防水スプレーでは、PFC FREE、PFASフリー、フッ素フリーなどの表示を出す商品があります。

ただし、「PFC FREE表示があれば素材確認や換気を省ける」を意味しません。

表示は購入判断の一項目として見て、対象素材、使用場所、乾燥時間も合わせて確認します。

 

用品ごとの確認点

用品 買う前に見る表示 使う前の注意
クリーム 無色か色付きか、対象素材、油分の強さ。 塗りすぎ、色の濃化、衣類への色移りを見る。
クリーナー 液体、泡、消しゴムタイプ、使えない革。 色落ち、白化、くもりが出ないか試す。
防水スプレー 対象素材、PFC FREE表示、使用場所、乾燥時間。 吸い込みを避け、革が乾いた状態で使う。
カビ対策用品 除去用か予防用か、使える素材、換気。 広がったカビや内側のカビでは専門店判断を優先する。

 

口コミで見る安全面

レビューでは、高評価だけでなく、低評価の理由を確認します。

クリームでは、色が濃くなった例、べたつきが残った例、服へ移った例を見ます。

クリーナーでは、汚れが落ちた例だけでなく、色落ちや白化の例を見ます。

防水スプレーでは、におい、白い残り、噴霧の粗さ、使った場所、対象素材の一致を確認します。

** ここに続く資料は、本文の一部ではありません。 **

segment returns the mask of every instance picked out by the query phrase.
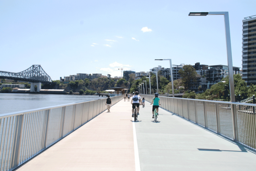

カビ対策用品では、におい残り、素材との相性、再発した保管環境まで見ます。

 

商品カードを見る前の確認

商品カードは、用途が違う用品を比べる入口として使います。

販売ページでは、対象素材、使えない革、使用場所、噴霧距離、乾燥時間、容量、保管方法、配送条件を先に確認します。

防水スプレーは、PFC FREE表示だけで選ばず、屋外で使えるか、風向きを避けられるか、対象素材が手元の革と合うかを見ます。

クリーナーは、汚れ落ちの強さよりも、色落ち、白化、くもり、起毛革への使用可否を先に見ます。

カビ対策用品は、通常容量、ラージ、セット、シートが混ざるため、処置したい範囲と保管場所に合う形を選びます。

レビューでは、評価点よりも、使った場所、換気、におい残り、白残り、色落ち、再発した保管環境を確認します。

 

買わない判断

屋外で作業できない場合は、エアゾールタイプの防水スプレーやカビ対策スプレーを急いで買わないほうが安全です。

素材が分からない革、ヌメ革、淡色革、起毛革、エナメル革では、対象素材の表示が合わない用品を候補から外します。

カビが内側まで広がっている場合や、表面がべたついて劣化している場合は、用品を足す前に専門店へ相談するかを判断します。

防水、汚れ落とし、カビ対策を一度に済ませる目的で複数の用品を重ね買いすると、どの用品が変化を起こしたのか分からなくなります。

 

安全表示を確認しながら用品を選ぶ

対象素材、使えない革、使用場所、換気、容量、保管方法、在庫、配送条件は販売ページで確認してください。

 

保管と廃棄

クリームやクリーナーは、ふたを閉めて直射日光と高温を避けて保管します。

スプレー缶は火気、高温、車内、暖房器具の近くを避けます。

分離、変色、異臭、乾燥がある用品は、革へ使う前に状態を確認します。

廃棄方法は自治体の表示に従い、中身が残ったスプレー缶を自己判断で処理しないようにします。

保管の目安は、お手入れ用品の保管と買い替え判断で確認できます。

 

使わない判断

革が濡れているとき、カビが内側まで広がっているとき、表面がべたついて劣化しているときは、用品を重ねる前に状態を分けます。

水濡れは革製品が水濡れしたときの応急処置と用品選び、カビは革製品のカビ判断と再発防止、べたつきは革製品のべたつきと加水分解の見分け方で確認します。

安全に使える条件がそろわない場合は、用品を買い足すより専門店へ相談するほうが状態を悪くしにくいことがあります。